Tao-converter doesn't convert ".etlt" to ".engine"

• Hardware: Nano

• Network Type: FaceNet

• TLT Version: N/A(I am only using tao-converter)

• Training spec file: N/A (I have pretrained models with “.etlt” extentions)

• JetPack Version: 4.6.4

• How to reproduce the issue ?

Follow this guide:

  • Select and download the “tao-converter” for Jetpack 4.6 from the table under the title “Prerequistes”.

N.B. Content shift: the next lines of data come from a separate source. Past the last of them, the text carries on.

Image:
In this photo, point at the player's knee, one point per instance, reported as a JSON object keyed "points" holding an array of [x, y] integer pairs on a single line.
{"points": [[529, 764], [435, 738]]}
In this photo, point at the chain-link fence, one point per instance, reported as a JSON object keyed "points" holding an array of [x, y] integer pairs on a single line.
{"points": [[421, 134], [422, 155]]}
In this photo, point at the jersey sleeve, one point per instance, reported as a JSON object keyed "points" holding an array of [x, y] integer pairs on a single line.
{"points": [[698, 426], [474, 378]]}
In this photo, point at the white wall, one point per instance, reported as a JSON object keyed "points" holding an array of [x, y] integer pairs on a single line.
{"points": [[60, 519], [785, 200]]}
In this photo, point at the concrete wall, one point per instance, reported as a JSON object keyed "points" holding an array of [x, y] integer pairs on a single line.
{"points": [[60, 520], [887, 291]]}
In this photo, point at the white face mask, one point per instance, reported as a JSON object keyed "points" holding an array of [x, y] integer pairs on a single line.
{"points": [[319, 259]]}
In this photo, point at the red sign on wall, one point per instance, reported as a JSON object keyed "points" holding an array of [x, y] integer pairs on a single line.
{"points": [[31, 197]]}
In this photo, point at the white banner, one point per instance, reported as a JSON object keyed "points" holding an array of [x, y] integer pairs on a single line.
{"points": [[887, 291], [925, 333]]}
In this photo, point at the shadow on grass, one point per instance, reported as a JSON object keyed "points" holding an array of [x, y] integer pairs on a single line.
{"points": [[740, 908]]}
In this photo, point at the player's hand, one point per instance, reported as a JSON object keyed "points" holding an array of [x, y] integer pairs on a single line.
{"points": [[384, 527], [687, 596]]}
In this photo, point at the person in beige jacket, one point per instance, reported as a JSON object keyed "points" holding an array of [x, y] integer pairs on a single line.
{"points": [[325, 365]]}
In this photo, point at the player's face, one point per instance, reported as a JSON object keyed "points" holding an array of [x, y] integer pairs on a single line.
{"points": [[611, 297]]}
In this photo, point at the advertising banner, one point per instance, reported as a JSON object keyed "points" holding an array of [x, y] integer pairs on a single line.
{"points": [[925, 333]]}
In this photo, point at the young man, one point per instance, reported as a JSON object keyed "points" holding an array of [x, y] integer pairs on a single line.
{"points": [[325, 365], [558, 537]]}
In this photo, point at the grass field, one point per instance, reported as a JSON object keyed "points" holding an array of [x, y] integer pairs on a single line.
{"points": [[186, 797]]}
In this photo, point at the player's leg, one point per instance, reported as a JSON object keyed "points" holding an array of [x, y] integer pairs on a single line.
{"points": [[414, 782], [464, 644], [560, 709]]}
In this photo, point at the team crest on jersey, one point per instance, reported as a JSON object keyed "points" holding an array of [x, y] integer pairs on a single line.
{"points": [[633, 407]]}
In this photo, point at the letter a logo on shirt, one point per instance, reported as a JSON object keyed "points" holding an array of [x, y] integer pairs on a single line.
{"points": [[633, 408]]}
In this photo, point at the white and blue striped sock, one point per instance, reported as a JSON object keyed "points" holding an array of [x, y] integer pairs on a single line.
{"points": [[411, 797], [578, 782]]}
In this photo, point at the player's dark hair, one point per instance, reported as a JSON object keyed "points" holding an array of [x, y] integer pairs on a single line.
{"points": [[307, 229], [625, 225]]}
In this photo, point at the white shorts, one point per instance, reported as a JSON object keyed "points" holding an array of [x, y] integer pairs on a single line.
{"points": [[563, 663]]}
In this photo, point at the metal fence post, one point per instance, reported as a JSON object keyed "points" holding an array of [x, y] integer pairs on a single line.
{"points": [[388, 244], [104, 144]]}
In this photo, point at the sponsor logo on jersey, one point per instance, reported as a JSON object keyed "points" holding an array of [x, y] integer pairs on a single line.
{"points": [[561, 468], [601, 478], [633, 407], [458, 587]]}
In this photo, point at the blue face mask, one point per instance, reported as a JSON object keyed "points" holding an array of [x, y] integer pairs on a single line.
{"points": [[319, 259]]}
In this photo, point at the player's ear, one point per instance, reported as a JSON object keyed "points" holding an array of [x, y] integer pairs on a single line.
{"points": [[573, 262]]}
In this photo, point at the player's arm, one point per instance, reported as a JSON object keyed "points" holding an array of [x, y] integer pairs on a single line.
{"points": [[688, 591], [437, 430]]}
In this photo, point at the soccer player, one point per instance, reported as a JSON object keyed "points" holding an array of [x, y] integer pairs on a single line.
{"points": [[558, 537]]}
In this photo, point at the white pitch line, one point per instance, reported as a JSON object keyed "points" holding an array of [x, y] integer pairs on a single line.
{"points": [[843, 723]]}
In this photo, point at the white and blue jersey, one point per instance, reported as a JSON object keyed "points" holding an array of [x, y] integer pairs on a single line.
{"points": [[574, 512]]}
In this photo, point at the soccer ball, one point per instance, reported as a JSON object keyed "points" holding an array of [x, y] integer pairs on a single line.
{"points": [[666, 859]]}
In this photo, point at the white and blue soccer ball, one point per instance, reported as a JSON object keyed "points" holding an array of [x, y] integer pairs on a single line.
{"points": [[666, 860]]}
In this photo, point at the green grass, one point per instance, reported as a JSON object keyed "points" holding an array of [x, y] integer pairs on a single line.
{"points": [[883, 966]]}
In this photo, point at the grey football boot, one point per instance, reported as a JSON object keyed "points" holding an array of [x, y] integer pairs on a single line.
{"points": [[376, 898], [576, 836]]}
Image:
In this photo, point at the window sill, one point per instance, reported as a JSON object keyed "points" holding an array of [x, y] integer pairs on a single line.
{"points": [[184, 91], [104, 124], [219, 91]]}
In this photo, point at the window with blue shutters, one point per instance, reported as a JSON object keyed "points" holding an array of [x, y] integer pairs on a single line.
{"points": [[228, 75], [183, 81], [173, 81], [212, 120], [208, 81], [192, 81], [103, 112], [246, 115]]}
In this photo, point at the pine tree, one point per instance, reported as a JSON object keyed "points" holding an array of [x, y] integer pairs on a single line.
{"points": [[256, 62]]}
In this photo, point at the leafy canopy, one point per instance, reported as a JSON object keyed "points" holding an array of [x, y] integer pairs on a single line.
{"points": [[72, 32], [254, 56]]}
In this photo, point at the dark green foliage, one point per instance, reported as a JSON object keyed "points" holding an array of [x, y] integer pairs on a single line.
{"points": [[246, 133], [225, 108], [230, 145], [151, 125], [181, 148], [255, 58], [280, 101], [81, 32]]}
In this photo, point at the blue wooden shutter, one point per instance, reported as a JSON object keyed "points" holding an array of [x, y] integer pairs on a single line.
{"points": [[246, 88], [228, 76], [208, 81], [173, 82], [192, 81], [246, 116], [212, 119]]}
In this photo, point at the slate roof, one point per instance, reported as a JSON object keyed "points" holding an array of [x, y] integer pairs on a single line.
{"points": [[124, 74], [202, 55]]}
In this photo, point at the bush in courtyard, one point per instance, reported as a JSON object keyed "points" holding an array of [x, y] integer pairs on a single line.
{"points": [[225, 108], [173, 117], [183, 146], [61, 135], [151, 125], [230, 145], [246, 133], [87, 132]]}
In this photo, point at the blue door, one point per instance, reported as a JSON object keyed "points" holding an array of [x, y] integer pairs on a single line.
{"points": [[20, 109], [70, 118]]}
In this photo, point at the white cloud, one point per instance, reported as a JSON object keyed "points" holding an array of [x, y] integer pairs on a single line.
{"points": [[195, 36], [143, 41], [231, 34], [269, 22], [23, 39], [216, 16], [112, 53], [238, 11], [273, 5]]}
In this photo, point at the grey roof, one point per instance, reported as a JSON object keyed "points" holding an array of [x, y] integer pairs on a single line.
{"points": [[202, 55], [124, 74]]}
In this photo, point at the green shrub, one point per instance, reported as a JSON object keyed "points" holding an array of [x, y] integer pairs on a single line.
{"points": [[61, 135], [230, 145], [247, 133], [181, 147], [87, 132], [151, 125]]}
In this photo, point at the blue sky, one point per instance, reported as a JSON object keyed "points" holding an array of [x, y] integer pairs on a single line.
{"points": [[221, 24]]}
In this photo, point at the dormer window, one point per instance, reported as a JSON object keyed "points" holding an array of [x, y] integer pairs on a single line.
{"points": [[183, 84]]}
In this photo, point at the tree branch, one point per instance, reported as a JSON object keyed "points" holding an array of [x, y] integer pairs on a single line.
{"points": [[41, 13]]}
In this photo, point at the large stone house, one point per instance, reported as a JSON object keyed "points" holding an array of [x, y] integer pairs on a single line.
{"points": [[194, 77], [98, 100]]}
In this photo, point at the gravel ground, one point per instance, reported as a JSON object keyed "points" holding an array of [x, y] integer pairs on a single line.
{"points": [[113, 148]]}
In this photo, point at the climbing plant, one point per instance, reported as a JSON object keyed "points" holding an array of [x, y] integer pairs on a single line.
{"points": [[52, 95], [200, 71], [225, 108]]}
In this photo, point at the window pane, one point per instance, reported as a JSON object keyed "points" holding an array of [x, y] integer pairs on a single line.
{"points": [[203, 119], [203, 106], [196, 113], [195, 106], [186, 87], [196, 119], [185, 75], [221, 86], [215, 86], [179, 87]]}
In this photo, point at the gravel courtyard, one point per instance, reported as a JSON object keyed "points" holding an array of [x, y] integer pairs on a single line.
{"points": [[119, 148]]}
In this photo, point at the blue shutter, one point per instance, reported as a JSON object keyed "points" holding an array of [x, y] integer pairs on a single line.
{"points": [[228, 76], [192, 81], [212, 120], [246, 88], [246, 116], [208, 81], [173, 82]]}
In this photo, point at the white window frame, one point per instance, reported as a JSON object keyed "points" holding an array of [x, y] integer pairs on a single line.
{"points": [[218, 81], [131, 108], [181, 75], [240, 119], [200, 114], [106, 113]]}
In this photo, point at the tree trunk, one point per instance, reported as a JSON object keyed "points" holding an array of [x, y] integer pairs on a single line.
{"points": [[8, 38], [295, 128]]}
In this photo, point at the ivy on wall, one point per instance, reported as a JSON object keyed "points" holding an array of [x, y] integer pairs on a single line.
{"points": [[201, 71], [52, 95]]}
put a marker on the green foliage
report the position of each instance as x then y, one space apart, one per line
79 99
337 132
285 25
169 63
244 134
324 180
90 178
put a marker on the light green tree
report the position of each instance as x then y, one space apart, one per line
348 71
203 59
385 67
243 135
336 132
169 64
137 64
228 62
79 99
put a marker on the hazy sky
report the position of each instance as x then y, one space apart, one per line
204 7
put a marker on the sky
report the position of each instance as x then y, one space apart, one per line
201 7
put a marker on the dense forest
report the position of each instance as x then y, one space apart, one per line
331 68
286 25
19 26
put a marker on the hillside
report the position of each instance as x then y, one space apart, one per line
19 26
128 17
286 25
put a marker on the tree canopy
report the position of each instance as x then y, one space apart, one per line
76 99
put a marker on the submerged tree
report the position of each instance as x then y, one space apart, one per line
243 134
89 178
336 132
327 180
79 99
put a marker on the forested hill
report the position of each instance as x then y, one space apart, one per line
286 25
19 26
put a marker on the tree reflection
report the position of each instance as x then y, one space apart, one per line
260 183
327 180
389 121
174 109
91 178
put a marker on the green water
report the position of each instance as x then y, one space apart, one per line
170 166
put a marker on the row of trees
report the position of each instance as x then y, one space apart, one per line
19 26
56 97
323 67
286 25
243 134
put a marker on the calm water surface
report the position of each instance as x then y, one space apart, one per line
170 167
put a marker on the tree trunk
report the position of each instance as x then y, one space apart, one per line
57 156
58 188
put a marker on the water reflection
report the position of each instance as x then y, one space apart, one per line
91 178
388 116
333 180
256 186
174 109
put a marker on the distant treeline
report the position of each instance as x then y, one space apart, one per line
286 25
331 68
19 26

  • Create a folder for tao-converter right under ~ named “tcnv”

  • Open the downloaded tao-converter zip file with “Files” application.

  • Open the folder you have just created with another window of the “Files” application.

  • Drag and drop the contents of the zip file one by one from the window and drop them into the other window on which the directory you have created have opened.

  • Open the terminal and move right under ~ directory.

  • Enter these commands:

git clone -b release/tao3.0_ds6.0.1 https://github.com/NVIDIA-AI-IOT/deepstream_tao_apps.git
sudo apt-get install git-lfs
git lfs install
git lfs install --skip repo
git lfs install --skip-repo
cd deepstream_tao_apps
git lfs pull
export TAO_CONVERTER=/home/User/tcnv/tao-converter
export MODEL_PRECISION=fp16
sudo ./download_models.sh
export CUDA_VER=10.2
make
  • Check “models/faciallandmark” if there is any tensorrt engine file have been created.

  • See there isn’t any tensorrt engine file is present inside the directory.

Thanks in advance for all the help you offer.

According to https://github.com/NVIDIA-AI-IOT/deepstream_tao_apps/blob/release/tao3.0_ds6.0.1/download_models.sh, this script only downloads models.
It does not convert etlt model to tenosrrt engine.
Did you download tao-converter and run command to generate tensorrt engine?

I have downloaded and tested with /home/User/tcnv/tao-converter -h command.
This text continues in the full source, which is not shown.